Re: i18n reviews of DOM 3 Core and Load&Save from Philippe Le Hegaret on 2003-08-29 (www-dom@w3.org from July to September 2003)

From: Philippe Le Hegaret <plh@w3.org>
Date: 29 Aug 2003 14:01:41 -0400
To: Francois Yergeau <FYergeau@alis.com>
Cc: "'www-dom@w3.org'" <www-dom@w3.org>
Message-Id: <1062180101.3416.48.camel@jfouffa.w3.org>
On Fri, 2003-08-08 at 11:39, Francois Yergeau wrote:
> These are the review comments on the last calls for DOM 3 Core and
> Load&Save, from the i18n WG.
> 
> DOM 3 Core
> http://www.w3.org/TR/2003/WD-DOM-Level-3-Core-20030609/
> 
> 
> C1) Document interface, "actualEncoding" and "xmlEncoding" attributes: This
> is very much improved since the previous version, but unfortunately still
> not totally clear.  Since the DOM stores documents in UTF-16 exclusively,
> these attributes must necessarily refer to the encoding of a serialized
> document that is parsed to create the DOM tree; since xmlEncoding is not
> read-only, it can also be set programmatically, but that shouldn't change
> its semantics.  Semantics is precisely where some dark spots remain.
> actualEncoding is pretty clearly defined as the actual encoding of the
> parsed document, supposedly gleaned from the parser. xmlEncoding is then
> said to be taken from the XML declaration, but Appendix C.1.1 says that
> xmlEncoding is supposed to come from the infoset's [character encoding
> scheme] property.  The latter is defined as "The name of the character
> encoding scheme in which the document entity is expressed", matching the
> semantics of actualEncoding, not those of an encoding label read from the
> XML declaration.  So the meaning of xmlEncoding remains pretty murky.

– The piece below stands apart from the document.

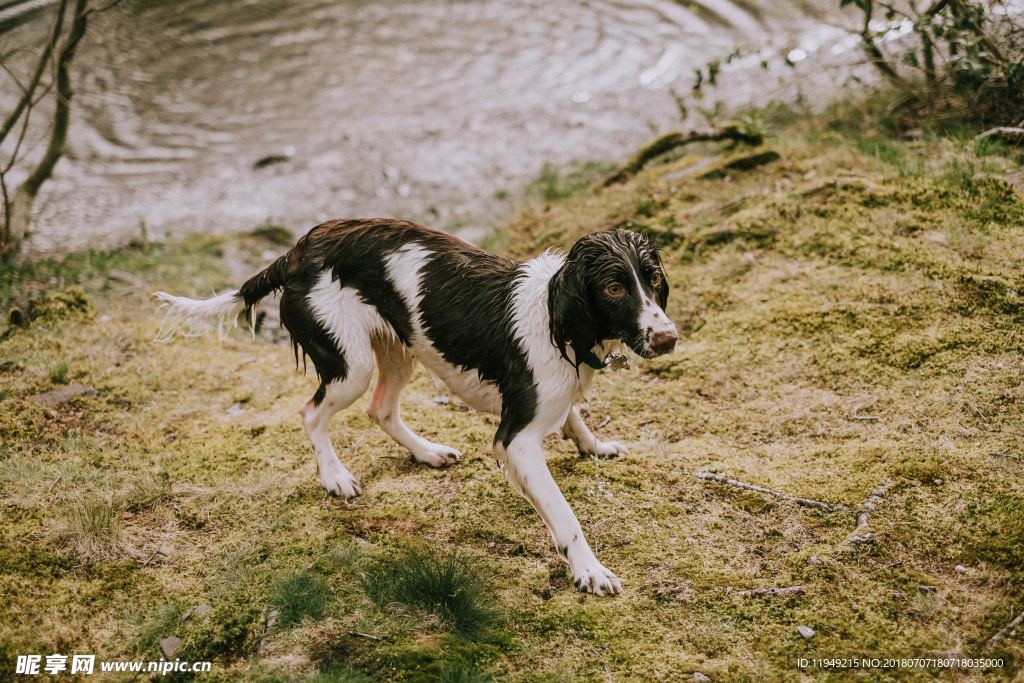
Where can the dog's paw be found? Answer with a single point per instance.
(604, 451)
(339, 481)
(437, 455)
(594, 578)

xmlEncoding is now read-only, and only represents what was found in the
XML declaration, if any. actualEncoding was the encoding used to load
the document, again if any. For the Save module, it should be clarified
that the XML declaration, if generated, will get whatever encoding was
used for the serialization, and not actualEncoding or xmlEncoding
necessarily.

> One wonders why there are actually 2 attributes, since there is only one
> encoding of interest: that of the document that was parsed to create the DOM
> tree.

For the completeness of the representation of the original document,
since some higher protocols could override the encoding specified in the
document.

>  If the intent was to enable DOM users to control encoding during
> later serialization, this is defeated by the order of priorities specified
> in DOMSerializer.write(): actualEncoding precedes xmlEncoding.  The former
> being read-only, the user has no control.

The control of the encoding at serialization is done using
DOMOutput.encoding, since a write operation should be accomplished
without having to modify the DOM tree.

> C3) Document interface, "renameNode()" method: should specify, like
> createAttribute() and others, that an INVALID_CHARACTER_ERR exception can be
> thrown, depending on the "xmlVersion" attribute.

correct. fixed.

> C4) Node interface, "normalize()" method: this should also perform character
> normalization, perhaps conditional to the config of the containing Document.
> This method's business in life is to concatenate Text nodes; concatenation
> is one of the well-known cases that actually *produces* character
> denormalization.  It would be silly to have a method called normalize()
> which actually denormalizes, so any denormalizations caused by concatenation
> should be repaired as part of the method's normal functioning.  Backward
> compatibility can probably be addressed by making the repairs conditional on
> xmlVersion or the config of the containing document or both.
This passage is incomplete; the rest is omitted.